If bookmark has child then it's keyvalue will be child.
Bookmark's name is saved as title in keyvalue pair of
book_mark
variable.
Bookmark's page number is saved as page in keyvalue pair of
book_mark
variable.
So the code will be
{
foreach (KeyValuePair<string, object> kvr in bk)
{
if (kvr.Key == "Kids" || kvr.Key == "kids")
{
}
else if (kvr.Key == "Title" || kvr.Key == "title")
{
string name= new System.Windows.Forms.TreeNode(kvr.Value.ToString());
}
else if (kvr.Key == "Page" || kvr.Key == "page")
{
int page number = Regex.Match(kvr.Value.ToString(), "[0-9]+").Value;
}
}
}
Recursive search also will be the same.
Now the bookmark name and corresponding page number have to show as tree style. I use .net's TreeView to perform this.
When I found each bookmark's name and page number i added it to the treeview and when i found each child i perform a recursive search.
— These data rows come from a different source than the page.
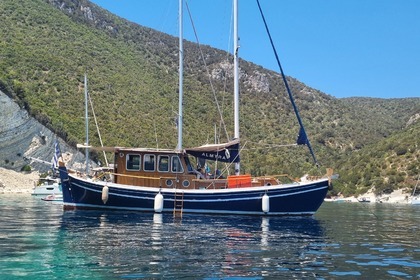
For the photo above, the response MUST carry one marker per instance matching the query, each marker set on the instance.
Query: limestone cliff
(22, 137)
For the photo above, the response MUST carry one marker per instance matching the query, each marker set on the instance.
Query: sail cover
(225, 152)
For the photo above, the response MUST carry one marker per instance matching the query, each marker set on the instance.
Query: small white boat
(53, 197)
(47, 186)
(364, 200)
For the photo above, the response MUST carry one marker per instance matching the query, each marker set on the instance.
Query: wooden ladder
(178, 204)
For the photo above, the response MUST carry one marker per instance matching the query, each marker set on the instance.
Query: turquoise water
(38, 240)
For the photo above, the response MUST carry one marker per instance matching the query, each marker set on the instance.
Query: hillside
(48, 45)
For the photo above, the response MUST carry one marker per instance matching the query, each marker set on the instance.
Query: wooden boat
(163, 180)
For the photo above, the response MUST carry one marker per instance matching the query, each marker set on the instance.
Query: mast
(87, 126)
(181, 69)
(236, 76)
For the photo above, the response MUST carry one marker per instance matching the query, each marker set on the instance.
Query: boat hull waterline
(291, 199)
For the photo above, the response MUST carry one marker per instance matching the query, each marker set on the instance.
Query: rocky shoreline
(24, 182)
(17, 182)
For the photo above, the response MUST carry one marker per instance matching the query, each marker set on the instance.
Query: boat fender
(158, 203)
(105, 191)
(266, 203)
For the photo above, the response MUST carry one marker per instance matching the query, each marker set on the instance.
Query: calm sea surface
(38, 240)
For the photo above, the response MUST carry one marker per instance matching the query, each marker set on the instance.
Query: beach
(17, 182)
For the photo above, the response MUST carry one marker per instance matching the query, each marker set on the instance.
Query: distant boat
(415, 199)
(163, 180)
(53, 197)
(47, 186)
(364, 200)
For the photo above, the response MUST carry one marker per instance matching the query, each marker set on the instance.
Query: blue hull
(293, 199)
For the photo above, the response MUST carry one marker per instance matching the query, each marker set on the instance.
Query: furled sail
(225, 152)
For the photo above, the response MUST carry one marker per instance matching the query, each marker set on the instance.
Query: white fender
(105, 192)
(266, 203)
(158, 203)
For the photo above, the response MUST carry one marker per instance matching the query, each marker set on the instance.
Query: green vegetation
(46, 49)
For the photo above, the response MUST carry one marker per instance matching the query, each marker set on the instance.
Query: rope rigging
(302, 138)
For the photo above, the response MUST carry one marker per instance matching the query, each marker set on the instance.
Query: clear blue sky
(344, 48)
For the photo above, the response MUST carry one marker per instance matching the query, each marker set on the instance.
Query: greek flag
(57, 154)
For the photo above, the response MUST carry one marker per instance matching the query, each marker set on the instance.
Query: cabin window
(176, 165)
(149, 163)
(133, 162)
(163, 165)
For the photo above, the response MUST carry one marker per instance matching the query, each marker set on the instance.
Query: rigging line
(415, 187)
(97, 128)
(287, 86)
(207, 71)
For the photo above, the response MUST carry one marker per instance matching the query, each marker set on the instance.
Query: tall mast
(236, 76)
(181, 69)
(87, 126)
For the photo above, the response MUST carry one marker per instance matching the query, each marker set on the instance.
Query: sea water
(38, 240)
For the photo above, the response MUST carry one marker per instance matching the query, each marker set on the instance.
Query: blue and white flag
(57, 154)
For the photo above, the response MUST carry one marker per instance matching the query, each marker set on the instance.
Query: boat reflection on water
(157, 245)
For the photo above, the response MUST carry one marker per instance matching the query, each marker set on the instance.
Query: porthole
(186, 183)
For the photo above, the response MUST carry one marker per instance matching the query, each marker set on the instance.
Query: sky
(344, 48)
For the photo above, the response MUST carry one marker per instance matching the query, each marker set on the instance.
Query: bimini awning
(225, 152)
To perform the searching and adding to treeview is a slow process and the user interface may be frozen.
So I used BackgroundWorker
to do the work.
The whole code to do this is given below......
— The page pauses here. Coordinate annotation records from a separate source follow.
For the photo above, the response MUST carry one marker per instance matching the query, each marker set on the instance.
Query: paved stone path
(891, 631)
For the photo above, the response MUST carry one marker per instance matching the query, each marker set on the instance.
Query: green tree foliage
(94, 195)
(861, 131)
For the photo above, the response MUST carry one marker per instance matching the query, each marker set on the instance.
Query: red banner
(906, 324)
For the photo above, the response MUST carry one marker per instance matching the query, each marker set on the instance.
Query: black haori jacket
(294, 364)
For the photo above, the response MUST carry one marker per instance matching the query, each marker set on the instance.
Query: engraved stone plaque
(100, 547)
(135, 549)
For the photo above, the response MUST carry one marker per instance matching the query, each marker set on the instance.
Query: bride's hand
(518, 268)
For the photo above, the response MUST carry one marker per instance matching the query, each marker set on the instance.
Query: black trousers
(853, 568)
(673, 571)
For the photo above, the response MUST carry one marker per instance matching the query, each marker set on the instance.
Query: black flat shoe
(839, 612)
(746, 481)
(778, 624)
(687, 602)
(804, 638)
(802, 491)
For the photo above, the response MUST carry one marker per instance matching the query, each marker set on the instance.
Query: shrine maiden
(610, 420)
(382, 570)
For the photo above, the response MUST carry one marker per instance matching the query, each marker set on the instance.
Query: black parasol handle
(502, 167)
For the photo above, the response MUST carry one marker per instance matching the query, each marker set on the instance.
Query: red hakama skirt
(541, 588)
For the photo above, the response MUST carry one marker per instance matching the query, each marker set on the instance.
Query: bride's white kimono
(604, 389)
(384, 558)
public void recursive_search(IList<Dictionary<string, object>> ilist, TreeNode tnt)
{
foreach (Dictionary<string, object> bk in ilist)
{
foreach (KeyValuePair<string, object> kvr in bk)
{
if (kvr.Key == "Kids" || kvr.Key == "kids")
{
IList<Dictionary<string, object>> child =
(IList<Dictionary<string, object>>)kvr.Value;
recursive_search(child, tn);
}
else if (kvr.Key == "Title" || kvr.Key == "title")
{
tn = new System.Windows.Forms.TreeNode(kvr.Value.ToString());
}
else if (kvr.Key == "Page" || kvr.Key == "page")
{
tn.ToolTipText = Regex.Match(kvr.Value.ToString(), "[0-9]+").Value;
tnt.Nodes.Add(tn);
}
}
}
}
void bgw_DoWork(string reader_name)
{
reader = new iTextSharp.text.pdf.PdfReader(reader_name);
IList<Dictionary<string, object>> book_mark = SimpleBookmark.GetBookmark(reader);
foreach (Dictionary<string, object> bk in book_mark)
{
foreach (KeyValuePair<string, object> kvr in bk)
{
if (kvr.Key == "Kids" || kvr.Key == "kids")
{
IList<Dictionary<string, object>> child =
(IList<Dictionary<string, object>>)kvr.Value;
treeView1.Invoke((MethodInvoker)(() => recursive_search(child, tn)));
}
else if (kvr.Key == "Title" || kvr.Key == "title")
{
tn = new System.Windows.Forms.TreeNode(kvr.Value.ToString());
}
else if (kvr.Key == "Page" || kvr.Key == "page")
{
tn.ToolTipText = Regex.Match(kvr.Value.ToString(), "[0-9]+").Value;
treeView1.Invoke((MethodInvoker)(() => treeView1.Nodes.Add(tn)));
}
}
}
}
Points of Interest
PDF file format is really interesting. It keeps all the data as object.
Extracting data from PDF is easy but you have to know the file format very well.